L’écrivain, homme de son temps

Directement liée à la Bibliothèque de la Pléiade, « modèle français par excellence[10] », la collection des « Albums de la Pléiade » bénéficie d’une réputation prestigieuse dans le champ de la critique littéraire française. Si la Bibliothèque de la Pléiade s’est ouverte à l’édition d’écrivains contemporains dès 1940, en incluant dans son corpus les oeuvres d’André Gide[11], aucun auteur n’a jusqu’à ce jour été « albumisé » de son vivant, ce qui souligne le caractère résolument patrimonial de la collection. Dans le but d’asseoir la position des écrivains qu’ils présentent au sein de l’histoire littéraire, les auteurs des Albums s’emploient ainsi à les situer dans leur temps en prétendant offrir au lecteur un portrait d’époque façonné à travers des images montrant les coutumes et faits historiques d’une période, dont le biographié est montré, à la fois, comme un témoin, un médiateur et un acteur de premier ordre.

Les écrivains biographiés incarnent d’abord leur époque par leurs écrits et leur mode de vie. Dans cet ordre d’idées, Michel Delon écrit à propos de Denis Diderot que l’auteur « est pleinement l’homme de son temps, entre Régence et Révolution, par son enthousiasme pour le savoir, par ses espoirs dans un avenir meilleur, par son libertinage et son goût de la vie[12] ». Pierre Petitfils et Henri Matarasso insistent dans l’Album Rimbaud sur la médiation du patrimoine socioculturel et historique qui résulte d’un tel ancrage dans le temps des grands écrivains tels que Balzac, Zola, Hugo, Proust et Stendhal, qu’ils appellent les « Goliaths de la littérature » : « Ces hautes figures expriment leur siècle, leur oeuvre est le reflet de la vie sociale, littéraire, politique, militaire, diplomatique, mondaine du temps qu’ils vécurent. Ce sont des témoins[13]. » Le portrait d’époque qu’offrirait par la bande l’Album Hugo relève au même titre de l’évidence pour Martine Écaille et Violaine Lumbroso, qui affirment :

Parmi les événements historiques nous avons dû nous limiter à ceux qui concernent directement Hugo et ce sont, très vite, les événements importants, pour un poète qui s’était voulu attentif à son temps[14].

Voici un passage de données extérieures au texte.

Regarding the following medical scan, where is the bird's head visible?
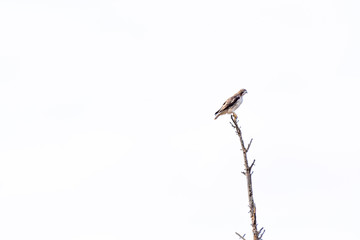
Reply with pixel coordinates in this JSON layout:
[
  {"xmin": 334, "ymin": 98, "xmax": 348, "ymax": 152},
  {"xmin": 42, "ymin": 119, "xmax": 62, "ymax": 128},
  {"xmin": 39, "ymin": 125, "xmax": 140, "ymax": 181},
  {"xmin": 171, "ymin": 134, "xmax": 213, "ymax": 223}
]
[{"xmin": 239, "ymin": 88, "xmax": 247, "ymax": 96}]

La vie de Victor Hugo est ainsi donnée à lire comme intimement liée aux événements majeurs de son époque, en particulier en raison de l’engagement politique et social de l’écrivain, dont l’oeuvre et le vécu se sont fait l’écho des grands enjeux sociopolitiques de son temps. Les époques auxquelles ont vécu ces écrivains transparaissent à travers leurs vies et oeuvres; élaborer l’image d’un auteur à travers un recueil d’images permettrait dès lors de dresser le portrait de son époque. Tout se passe comme si, par voie de métonymie, l’auteur, étant à l’image de son temps, devenait, par sa figuration (textuelle et iconographique), une image de ce temps.

Michel Lécureur souligne ce principe métonymique dans la préface de l’Album Aymé : « C’est, en définitive, à une rétrospective de la vie artistique française du xxe siècle que nous convie cet album[15]. » Jean-Pierre Dauphin et Jacques Boudillet vont jusqu’à clamer une dissolution de l’individuel au profit d’un portrait d’époque dans l’Album Céline : « Peu à peu, l’histoire particulière d’un homme s’y défait; l’anecdote en s’usant laisse voir, et comme autrement, les soixante premières années du siècle[16]. » L’oeuvre des auteurs biographiés offre la synthèse d’une histoire culturelle, qui s’esquisse davantage à travers une chronologie déconstruite à l’échelle de la collection. Les auteurs de l’Album Rimbaud s’interrogent ainsi sur les traces qu’a laissées le poète au-delà de sa propre époque : « La lumière brille toujours dans son oeuvre, mais du météore lui-même, que reste-t-il […][17]? » En posant cette question, les auteurs annoncent un des principaux enjeux de la collection, qui vise à affirmer l’actualité persistante de ces auteurs immergés dans leur époque.

L’auteur, notre contemporain 

L’importance de l’auteur dans et pour son temps, d’une part, et sa présence à l’époque contemporaine, d’autre part, demeurent en effet deux modes d’inscription contrastés dans la temporalité que les « Albums de la Pléiade » visent à concilier. Jean Ducourneau énonce cette dualité du passé et du présent dès l’« Avertissement » de son Album Balzac:

Autour de tout cela et de lui-même, une époque : le Romantisme. Époque de rébus, si transparente et si proche de la nôtre par certains aspects. Elle a ses modes, comme le diorama, ou ses inventions, comme le daguerréotype. Homme de son temps, et du nôtre, Balzac nous en fait percevoir les résonances à travers son oeuvre[18]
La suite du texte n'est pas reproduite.